Cert 15 129mins Stars 3
An Oscar winning director has reinvented a famous TV heist series and left me feeling robbed.
Lynda La Plante’s famous 1983 series saw a trio of widows deciding to pull a criminal raid for themselves after their gangster husbands are killed during a robbery.
Brit director Steve McQueen has transferred the story from white London to racially diverse Chicago, a city as crime ridden and corrupt as it was in the days of Al Capone.
And in crossing the Atlantic McQueen has used his art-house sensibility to turn it into a bleak and sombre slog, in a similar manner to his previous film, 12 Years A Slave.
This is far removed from the glossy fun of Sandra Bullock’s recent caper, Ocean’s 8. Even with plot twists from co-writer Gillian Flynn which are as preposterous as those in her 2014 hit film, Gone Girl, this lacks the necessary sense of gleeful mischief to carry them off.
There’s no faulting the performances of Viola Davis, Elizabeth Debicki and Michelle Rodriguez as the wives who are pushed towards criminality, and there’s serious strength of depth in the supporting cast which includes Colin Farrell, Cynthia Erivo, Daniel Kaluuya, Jacki Weaver, Robert Duvall and Liam Neeson.

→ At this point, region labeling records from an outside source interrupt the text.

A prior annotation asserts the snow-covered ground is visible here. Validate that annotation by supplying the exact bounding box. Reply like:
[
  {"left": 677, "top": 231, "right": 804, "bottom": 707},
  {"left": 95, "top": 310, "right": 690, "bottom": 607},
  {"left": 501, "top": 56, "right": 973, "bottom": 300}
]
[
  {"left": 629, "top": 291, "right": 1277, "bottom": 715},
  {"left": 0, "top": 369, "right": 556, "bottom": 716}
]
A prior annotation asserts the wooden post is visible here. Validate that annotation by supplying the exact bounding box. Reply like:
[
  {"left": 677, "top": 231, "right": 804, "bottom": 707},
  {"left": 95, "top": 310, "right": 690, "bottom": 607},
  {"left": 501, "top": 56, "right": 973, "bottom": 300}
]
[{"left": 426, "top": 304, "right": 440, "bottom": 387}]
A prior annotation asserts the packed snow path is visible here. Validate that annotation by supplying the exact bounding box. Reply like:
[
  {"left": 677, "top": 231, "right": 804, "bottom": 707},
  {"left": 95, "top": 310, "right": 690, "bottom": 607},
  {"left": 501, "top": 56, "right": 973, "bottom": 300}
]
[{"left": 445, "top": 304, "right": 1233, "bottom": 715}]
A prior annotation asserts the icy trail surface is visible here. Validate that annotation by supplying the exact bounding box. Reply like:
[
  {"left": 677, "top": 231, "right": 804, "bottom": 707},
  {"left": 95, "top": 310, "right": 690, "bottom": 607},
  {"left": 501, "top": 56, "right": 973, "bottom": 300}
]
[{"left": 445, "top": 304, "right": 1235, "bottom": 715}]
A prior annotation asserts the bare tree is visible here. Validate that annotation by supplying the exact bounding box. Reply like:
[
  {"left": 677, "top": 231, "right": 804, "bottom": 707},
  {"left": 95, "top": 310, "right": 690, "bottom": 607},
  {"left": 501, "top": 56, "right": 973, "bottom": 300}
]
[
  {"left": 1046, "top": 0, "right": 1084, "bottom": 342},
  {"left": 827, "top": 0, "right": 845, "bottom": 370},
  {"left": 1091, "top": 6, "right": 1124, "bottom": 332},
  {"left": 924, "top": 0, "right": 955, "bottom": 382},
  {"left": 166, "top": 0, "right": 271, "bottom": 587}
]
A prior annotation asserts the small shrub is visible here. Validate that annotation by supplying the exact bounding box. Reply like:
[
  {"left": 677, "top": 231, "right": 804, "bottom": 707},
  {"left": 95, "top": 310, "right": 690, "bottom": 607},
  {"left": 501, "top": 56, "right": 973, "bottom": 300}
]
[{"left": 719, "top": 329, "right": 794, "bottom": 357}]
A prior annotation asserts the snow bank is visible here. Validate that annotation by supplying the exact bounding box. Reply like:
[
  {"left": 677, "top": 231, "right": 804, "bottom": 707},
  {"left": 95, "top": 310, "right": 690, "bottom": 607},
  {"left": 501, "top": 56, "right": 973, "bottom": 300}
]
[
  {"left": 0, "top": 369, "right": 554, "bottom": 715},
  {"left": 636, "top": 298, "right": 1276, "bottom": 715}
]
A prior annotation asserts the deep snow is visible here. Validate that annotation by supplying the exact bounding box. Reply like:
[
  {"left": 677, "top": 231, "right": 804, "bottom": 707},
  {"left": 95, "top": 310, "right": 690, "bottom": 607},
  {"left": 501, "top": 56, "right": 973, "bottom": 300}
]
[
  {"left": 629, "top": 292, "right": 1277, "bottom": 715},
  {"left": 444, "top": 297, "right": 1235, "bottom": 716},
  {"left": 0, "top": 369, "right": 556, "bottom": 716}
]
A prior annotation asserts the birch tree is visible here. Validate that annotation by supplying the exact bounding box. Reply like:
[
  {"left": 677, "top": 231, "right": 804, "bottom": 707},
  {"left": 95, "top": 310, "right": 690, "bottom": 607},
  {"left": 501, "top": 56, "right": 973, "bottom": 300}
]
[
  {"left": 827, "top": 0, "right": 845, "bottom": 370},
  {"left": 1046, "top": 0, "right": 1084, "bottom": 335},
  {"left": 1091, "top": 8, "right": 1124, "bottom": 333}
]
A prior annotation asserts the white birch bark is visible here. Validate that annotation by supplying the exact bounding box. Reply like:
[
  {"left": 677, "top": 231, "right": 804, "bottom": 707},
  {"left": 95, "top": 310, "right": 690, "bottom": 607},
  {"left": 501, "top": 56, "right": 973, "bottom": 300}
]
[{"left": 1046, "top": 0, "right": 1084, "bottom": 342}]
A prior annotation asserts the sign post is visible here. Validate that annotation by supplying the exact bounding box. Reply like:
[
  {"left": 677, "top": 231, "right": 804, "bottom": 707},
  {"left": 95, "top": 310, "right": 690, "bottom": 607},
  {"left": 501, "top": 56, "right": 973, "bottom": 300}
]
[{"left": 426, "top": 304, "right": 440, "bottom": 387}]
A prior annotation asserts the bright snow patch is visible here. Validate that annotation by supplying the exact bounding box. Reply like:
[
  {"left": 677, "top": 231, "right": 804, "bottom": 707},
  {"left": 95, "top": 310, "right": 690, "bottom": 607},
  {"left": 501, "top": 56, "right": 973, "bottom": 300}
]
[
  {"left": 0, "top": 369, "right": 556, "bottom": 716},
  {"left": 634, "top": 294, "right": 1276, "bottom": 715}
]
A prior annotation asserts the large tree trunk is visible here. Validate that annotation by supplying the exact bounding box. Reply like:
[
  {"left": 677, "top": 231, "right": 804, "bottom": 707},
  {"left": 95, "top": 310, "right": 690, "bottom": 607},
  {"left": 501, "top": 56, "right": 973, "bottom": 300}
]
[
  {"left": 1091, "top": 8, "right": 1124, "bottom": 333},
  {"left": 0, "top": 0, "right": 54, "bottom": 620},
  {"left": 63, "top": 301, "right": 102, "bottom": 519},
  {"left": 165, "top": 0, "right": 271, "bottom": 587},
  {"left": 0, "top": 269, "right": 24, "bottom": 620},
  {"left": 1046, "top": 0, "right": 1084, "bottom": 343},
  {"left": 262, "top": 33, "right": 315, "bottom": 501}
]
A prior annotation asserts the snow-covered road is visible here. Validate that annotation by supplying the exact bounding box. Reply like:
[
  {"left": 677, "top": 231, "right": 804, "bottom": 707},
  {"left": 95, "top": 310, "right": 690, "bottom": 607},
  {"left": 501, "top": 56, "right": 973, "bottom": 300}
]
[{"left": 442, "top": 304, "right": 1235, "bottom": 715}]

It all starts very promisingly with ten minutes of kisskiss bangbang, and there are some bravura scenes, such as a tense interrogation in a gym, and a wonderfully staged conversation in a car.
But there are too few scenes with this type of energy to sustain our interest, and it’s a long plod to the heist.
From Turner Prize-winning artist to Hollywood glory, McQueen has explored the issues of violence and emotional isolation, and this essay on the failures of the American Dream contains many cynical swipes at the dehumanising nature of capitalism.
And as McQueen fails to resolve the tension between between following his artistic muse and finding a tone which suits the trashy source material, he unfailingly leans towards the former.
And McQueen is now so expert at making us experience the alienation of his characters, we unintentionally become detached from the drama, leaving us wallowing in the women’s considerable grief and despair.